AI_PARSE_DOCUMENT is the updated version of PARSE_DOCUMENT (SNOWFLAKE.CORTEX). For the latest functionality, use AI_PARSE_DOCUMENT.

Returns the extracted content from a document on a Snowflake stage as a JSON-formatted string. This function supports two types of extraction: Optical Character Recognition (OCR), and layout. For more information, see Parsing documents with AI_PARSE_DOCUMENT.

Syntax¶

AI_PARSE_DOCUMENT( '@<stage>', '<path>', [ <options> ] )

Copy

Arguments¶

Required:

stage: Name of the Snowflake stage that contains the document to parse. This must be an internal or external stage that uses server-side encryption and is accessible to the user executing the function.
path: Relative path to the document on the Snowflake stage.

Optional:

options

An OBJECT value that contains options for parsing documents. The supported keys are shown below. All are optional.

'mode': Specifies the parsing mode. The supported modes are:
- 'OCR': The function extracts text only. This is the default mode.
- 'LAYOUT': The function extracts layout as well as text, including structural content such as tables.
'page_split': If set to TRUE, the function splits the document into pages and processes each page separately. This feature supports only PDF, PowerPoint (.pptx), and Word (.docx) documents. Documents in other formats return an error. The default is FALSE.

Tip

To process long documents that exceed the token limit of AI_PARSE_DOCUMENT, set this option to TRUE.
'page_filter': An array that specifies ranges of pages of a multi-page document to process. Each range is an object with start and end fields that specify the first (inclusive) and last (exclusive) page in the range. Page indexes start at 0. For example, {'start': 0, 'end': 1} specifies the first page of the document.

Note

Specifying page_filter implies page_split. If you specify page ranges, it is not necessary to also set page_split.

Returns¶

A JSON object (as a string) that contains the extracted data and associated metadata. The options argument determines the structure of the returned object.

Tip

To use the output in SQL, convert it to an OBJECT value using the PARSE_JSON function.

If the 'page_split' option is set, the output has the following structure:

"pages": An array of JSON objects, each containing text extracted from the document. If the document has only one page, the output still contains a "pages" array (which contains a single object). Each page has the following fields:

"content": Plain text (in OCR mode) or Markdown-formatted text (in LAYOUT mode).

"index": The page index in the file, starting at 0. Page numbers and formats specified in the document are ignored.

"errorInformation": Contains error information if document can’t be parsed.

"metadata": Contains metadata about the document, such as page count.

Note

The "pages" and "metadata" fields are present in the output when parsing succeeds. "errorInformation" is present only if parsing fails.

If 'page_split' is FALSE or is not present, the output has the following structure:

"content": Plain text (in OCR mode) or Markdown-formatted text (in LAYOUT mode).

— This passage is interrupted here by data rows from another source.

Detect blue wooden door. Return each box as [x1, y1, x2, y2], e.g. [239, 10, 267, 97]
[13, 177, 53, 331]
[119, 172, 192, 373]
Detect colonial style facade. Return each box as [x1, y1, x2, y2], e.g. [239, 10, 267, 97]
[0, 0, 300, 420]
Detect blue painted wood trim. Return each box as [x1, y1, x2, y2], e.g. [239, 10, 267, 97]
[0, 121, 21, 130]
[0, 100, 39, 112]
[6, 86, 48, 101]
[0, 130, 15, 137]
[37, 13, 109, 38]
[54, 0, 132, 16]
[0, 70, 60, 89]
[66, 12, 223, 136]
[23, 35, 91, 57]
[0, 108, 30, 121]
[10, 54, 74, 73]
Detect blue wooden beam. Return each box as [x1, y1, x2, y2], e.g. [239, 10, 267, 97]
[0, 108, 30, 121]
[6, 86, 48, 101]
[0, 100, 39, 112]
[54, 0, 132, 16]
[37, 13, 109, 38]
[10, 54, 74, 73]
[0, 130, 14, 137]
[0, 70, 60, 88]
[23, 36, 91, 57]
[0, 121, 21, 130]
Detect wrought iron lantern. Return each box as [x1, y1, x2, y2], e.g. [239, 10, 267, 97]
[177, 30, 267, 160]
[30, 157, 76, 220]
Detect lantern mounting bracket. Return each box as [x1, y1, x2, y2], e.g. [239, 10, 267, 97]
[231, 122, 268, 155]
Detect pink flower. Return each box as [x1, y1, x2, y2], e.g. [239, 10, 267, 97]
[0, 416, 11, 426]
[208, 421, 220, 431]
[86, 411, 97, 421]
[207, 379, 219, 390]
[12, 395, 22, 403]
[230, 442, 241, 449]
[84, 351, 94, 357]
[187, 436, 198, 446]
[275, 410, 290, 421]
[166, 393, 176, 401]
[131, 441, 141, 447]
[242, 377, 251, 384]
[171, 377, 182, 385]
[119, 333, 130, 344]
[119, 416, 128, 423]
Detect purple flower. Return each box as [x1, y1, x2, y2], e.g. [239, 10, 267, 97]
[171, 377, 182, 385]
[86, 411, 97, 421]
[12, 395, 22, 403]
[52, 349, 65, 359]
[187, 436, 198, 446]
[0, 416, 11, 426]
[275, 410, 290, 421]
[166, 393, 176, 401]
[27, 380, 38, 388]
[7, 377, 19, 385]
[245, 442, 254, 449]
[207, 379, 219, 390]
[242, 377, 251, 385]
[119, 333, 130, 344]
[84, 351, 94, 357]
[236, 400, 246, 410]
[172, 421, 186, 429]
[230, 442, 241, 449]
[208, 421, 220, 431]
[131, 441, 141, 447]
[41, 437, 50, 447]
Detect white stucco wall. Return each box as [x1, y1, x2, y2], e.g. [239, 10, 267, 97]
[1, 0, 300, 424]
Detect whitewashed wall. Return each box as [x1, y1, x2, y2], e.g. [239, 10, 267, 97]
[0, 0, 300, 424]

"errorInformation": Contains error information if the document can’t be parsed.

"metadata": Contains metadata about the document, such as page count.

Note

The "content" and "metadata" fields are present in the output when parsing succeeds. "errorInformation" is present only if parsing fails.

Examples¶

For examples, see AI_PARSE_DOCUMENT examples.

Limitations¶

Snowflake Cortex functions do not support dynamic tables.